Los gremios empresariales y agrupaciones políticas de derecha, por su lado, han condenado el ejercicio de la violencia estatal contra la oposición. Lo han hecho en nombre de los derechos humanos. Y lo han hecho, también, en nombre del derecho de las poblaciones a protestar, a manifestarse, a exigir el respeto de sus derechos y la consideración de sus puntos de vista y sus demandas en las calles, pacíficamente. El derecho a la protesta y a la movilización colectiva es consustancial a la democracia. No en vano uno de los primeros reflejos de cualquier asonada autoritaria es prohibir el derecho de reunión o de asociación.

Sería, pues, muy alentadora esta declaración de las colectividades de derecha peruanas en favor de las libertades civiles y en contra de la violencia estatal. Ella, lamentablemente, no se conjuga con lo que ellas mismas preconizan y sostienen en lo que se refiere a los derechos fundamentales de los peruanos.

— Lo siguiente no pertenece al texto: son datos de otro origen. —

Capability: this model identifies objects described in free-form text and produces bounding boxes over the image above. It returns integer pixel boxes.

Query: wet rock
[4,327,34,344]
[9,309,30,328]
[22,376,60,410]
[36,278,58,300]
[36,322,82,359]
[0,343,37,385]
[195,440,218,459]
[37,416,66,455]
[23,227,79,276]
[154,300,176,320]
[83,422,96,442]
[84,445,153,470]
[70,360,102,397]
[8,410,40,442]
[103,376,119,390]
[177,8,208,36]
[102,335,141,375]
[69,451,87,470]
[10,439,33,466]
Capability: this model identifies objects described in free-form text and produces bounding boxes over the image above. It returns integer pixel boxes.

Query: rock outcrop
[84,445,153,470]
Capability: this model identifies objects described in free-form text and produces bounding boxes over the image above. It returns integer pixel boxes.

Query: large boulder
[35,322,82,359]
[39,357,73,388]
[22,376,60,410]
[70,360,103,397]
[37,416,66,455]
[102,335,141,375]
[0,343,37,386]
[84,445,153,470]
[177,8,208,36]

Si, por un lado, todavía consideran innecesario, cuando no nocivo, hacer justicia sobre las masivas violaciones de derechos humanos durante el periodo de violencia armada, por otro lado se han declarado siempre satisfechos por la represión violenta del Estado contra las poblaciones que reclaman sus derechos en asuntos de explotación minera, defensa de territorios u otros.

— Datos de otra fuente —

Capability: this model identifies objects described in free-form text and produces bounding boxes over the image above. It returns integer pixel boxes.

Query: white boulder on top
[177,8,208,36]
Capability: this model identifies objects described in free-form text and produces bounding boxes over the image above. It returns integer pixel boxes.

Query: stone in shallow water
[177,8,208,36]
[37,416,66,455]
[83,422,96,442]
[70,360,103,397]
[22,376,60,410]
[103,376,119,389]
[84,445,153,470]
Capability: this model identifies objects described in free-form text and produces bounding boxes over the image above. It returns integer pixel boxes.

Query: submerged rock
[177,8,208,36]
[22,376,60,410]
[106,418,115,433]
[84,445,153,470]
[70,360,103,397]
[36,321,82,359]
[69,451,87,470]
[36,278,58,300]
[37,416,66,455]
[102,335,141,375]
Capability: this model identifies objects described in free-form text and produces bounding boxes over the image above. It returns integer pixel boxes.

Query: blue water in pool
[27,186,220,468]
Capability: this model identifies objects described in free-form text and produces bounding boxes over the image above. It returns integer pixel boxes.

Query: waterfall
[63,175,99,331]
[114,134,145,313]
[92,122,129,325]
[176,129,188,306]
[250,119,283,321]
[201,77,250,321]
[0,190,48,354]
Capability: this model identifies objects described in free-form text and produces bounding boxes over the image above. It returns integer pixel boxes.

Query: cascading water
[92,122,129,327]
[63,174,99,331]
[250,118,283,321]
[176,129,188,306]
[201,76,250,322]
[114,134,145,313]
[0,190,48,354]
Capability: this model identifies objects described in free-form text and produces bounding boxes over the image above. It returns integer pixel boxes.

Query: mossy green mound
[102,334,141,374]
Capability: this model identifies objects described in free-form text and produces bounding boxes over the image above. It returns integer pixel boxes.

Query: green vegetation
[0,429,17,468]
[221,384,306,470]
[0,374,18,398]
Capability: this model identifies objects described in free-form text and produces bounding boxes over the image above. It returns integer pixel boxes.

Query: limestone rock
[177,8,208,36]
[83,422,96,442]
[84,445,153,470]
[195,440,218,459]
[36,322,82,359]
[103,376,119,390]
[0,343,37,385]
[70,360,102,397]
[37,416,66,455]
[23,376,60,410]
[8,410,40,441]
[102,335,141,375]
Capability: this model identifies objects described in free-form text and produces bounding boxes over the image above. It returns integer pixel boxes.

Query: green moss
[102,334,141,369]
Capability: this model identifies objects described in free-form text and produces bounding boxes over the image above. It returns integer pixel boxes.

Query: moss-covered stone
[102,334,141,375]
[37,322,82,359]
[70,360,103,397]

Por otro lado, diversas organizaciones que se identifican con la izquierda política han expresado su ambivalencia, cuando no su apoyo categórico, respecto de la forma en que el régimen venezolano ataca a la población civil opositora. Y esto es sumamente decepcionante, pues, si algún aprendizaje podría haber hecho una izquierda renovada en nuestro país en las últimas décadas, es sobre el valor absoluto, no relativo, de los derechos fundamentales y del imperio de la ley por encima de la arbitrariedad del poder. No hay dictaduras buenas y dictaduras malas. No hay represión violenta mejor o peor según el signo político que  ella porte.

La tolerancia de las colectividades de izquierda frente al autoritarismo venezolano nos habla, así, de un aprendizaje incompleto y nos indica que todavía tienen un largo camino por recorrer para llegar a convicciones democráticas más sólidas y permanentes. No se puede convalidar en otros países, en nombre de la simpatía política, aquellos atropellos que se critica y se condena, con razón, cuando se ejercen contra los peruanos y peruanas.

La democracia no es únicamente el resultado de una Constitución y una legislación apropiadas ni de una arquitectura institucional idónea. Leyes e instituciones siempre estarán bajo riesgo de ser desnaturalizadas por quienes ejercen el poder si es que estos carecen de las convicciones suficientes sobre el valor de la legalidad, de los derechos fundamentales, del imprescindible respeto a las minorías. La destrucción silenciosa de las democracias desde dentro, por los propios gobernantes electos, es un fenómeno muy común de nuestro tiempo. Contra ella, hay que confiar en el aprendizaje lento de ciertos valores fundamentales. Si nuestra democracia, trece años después de haber sido recuperada, todavía parece vulnerable y errática, ello se debe en gran medida a la incoherencia evidenciada en estos días frente a la crisis venezolana.